This recipe shows how to layer a conversational assistant on top of product and plan pages so visitors can choose with confidence.
Many regulated organizations publish accurate product and pricing information but still see visitors hesitate or choose poorly. Pages are dense, options depend on eligibility rules, and visitors often do not know where to start. A product discovery assistant addresses this by asking targeted questions, applying your rules, and then presenting a small set of suitable choices.
To make this work, configure a dedicated AI Skill for discovery. Inside the skill, define variables to capture what you would normally ask on a discovery call: segment, region, use_case, risk_profile, company_size, and urgency. The skill’s prompt flow should ask only for variables that are still empty, so simple visitors go through fewer steps while complex ones still provide enough detail.
To avoid hallucination, limit the assistant’s knowledge to trusted sources and a flat Topics taxonomy. Example Topics include Products, Pricing-basics, Eligibility, Risk-policies, and Use-cases. Tag relevant content under these single-layer Topics and instruct the skill to answer only from them, so it does not invent plans, features, or legal statements.

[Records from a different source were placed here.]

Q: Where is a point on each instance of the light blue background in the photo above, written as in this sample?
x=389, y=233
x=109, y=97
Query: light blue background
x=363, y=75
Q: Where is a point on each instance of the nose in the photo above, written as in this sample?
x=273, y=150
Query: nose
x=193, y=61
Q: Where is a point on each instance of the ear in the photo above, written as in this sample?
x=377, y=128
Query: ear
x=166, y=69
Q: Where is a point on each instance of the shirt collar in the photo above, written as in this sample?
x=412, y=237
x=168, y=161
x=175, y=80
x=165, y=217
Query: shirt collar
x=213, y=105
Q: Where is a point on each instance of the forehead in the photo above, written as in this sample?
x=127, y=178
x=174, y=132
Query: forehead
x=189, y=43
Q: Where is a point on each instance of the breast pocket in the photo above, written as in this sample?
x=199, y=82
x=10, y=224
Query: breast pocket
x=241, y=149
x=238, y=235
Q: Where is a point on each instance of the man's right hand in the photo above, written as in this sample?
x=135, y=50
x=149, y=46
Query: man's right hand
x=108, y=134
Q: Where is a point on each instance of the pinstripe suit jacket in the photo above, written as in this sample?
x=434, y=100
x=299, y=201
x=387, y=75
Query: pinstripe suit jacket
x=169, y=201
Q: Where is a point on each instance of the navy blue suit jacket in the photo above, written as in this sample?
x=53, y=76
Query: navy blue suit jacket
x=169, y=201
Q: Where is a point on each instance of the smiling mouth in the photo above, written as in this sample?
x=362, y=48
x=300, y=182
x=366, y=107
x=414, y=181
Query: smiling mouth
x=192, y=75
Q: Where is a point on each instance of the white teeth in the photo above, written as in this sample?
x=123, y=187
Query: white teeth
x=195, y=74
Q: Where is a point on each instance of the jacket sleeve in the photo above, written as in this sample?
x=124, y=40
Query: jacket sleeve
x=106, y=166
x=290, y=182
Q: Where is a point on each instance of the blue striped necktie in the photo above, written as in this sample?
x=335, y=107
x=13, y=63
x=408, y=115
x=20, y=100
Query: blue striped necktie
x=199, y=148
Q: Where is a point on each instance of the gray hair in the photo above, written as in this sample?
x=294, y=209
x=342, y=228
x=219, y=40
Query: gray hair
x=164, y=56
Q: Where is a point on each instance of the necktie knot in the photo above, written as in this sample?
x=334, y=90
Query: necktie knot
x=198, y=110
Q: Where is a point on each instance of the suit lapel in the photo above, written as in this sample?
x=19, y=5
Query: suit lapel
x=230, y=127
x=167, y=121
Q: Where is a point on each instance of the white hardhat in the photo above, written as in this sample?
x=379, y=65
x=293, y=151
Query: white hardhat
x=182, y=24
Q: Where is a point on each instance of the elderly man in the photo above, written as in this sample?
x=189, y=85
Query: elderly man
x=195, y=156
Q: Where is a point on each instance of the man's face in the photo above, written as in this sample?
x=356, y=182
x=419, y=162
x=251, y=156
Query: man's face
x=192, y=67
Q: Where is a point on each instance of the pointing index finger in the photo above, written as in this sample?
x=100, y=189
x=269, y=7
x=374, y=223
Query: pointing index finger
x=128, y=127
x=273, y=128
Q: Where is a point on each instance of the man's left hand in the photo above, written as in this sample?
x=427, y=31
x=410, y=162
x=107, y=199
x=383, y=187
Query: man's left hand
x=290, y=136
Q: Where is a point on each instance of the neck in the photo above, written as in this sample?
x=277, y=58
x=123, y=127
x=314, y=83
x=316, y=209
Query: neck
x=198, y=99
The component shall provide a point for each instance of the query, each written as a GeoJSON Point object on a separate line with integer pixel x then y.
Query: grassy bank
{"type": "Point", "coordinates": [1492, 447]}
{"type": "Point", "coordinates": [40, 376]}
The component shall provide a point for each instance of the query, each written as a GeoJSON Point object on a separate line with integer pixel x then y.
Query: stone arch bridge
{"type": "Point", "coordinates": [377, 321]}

Once variables are set, the skill can apply product-fit logic. You can configure this either directly in the skill (conditional branches on variables) or via a small routing function that maps combinations like segment=SME, region=NL, risk_profile=low to a recommended subset of products. The skill then explains each suggestion in simple language and links to the right next step (quote, trial, portal signup).
When the conversation reveals complexity or sensitivity—for example, risk_profile=high or unusual constraints—the skill should switch to escalation mode. In this mode, it captures additional notes into a variable like case_summary and creates an internal task for sales or success, including all variables and the AI-generated summary. You can also trigger an internal notification to a Slack or email channel so the right team sees high-value or tricky leads quickly.
The captured variables are also useful for audience segmentation. You can build segments such as “SME, EU, onboarding-focused” or “enterprise, multi-country, high-risk” and use them to show in-app notifications in your website or portal later on. For example, visitors who chose a “compliance” use case might see an in-app banner pointing to a policy explainer or demo video tailored to that topic.
Conclusion
An intelligent product discovery assistant makes complex product choices easier for visitors while respecting your rules and constraints. By using AI Skills with clearly defined variables, grounding answers in flat Topics, and routing complex cases to humans through tasks and notifications, it improves fit and provides useful data for later segmentation and in-app messaging.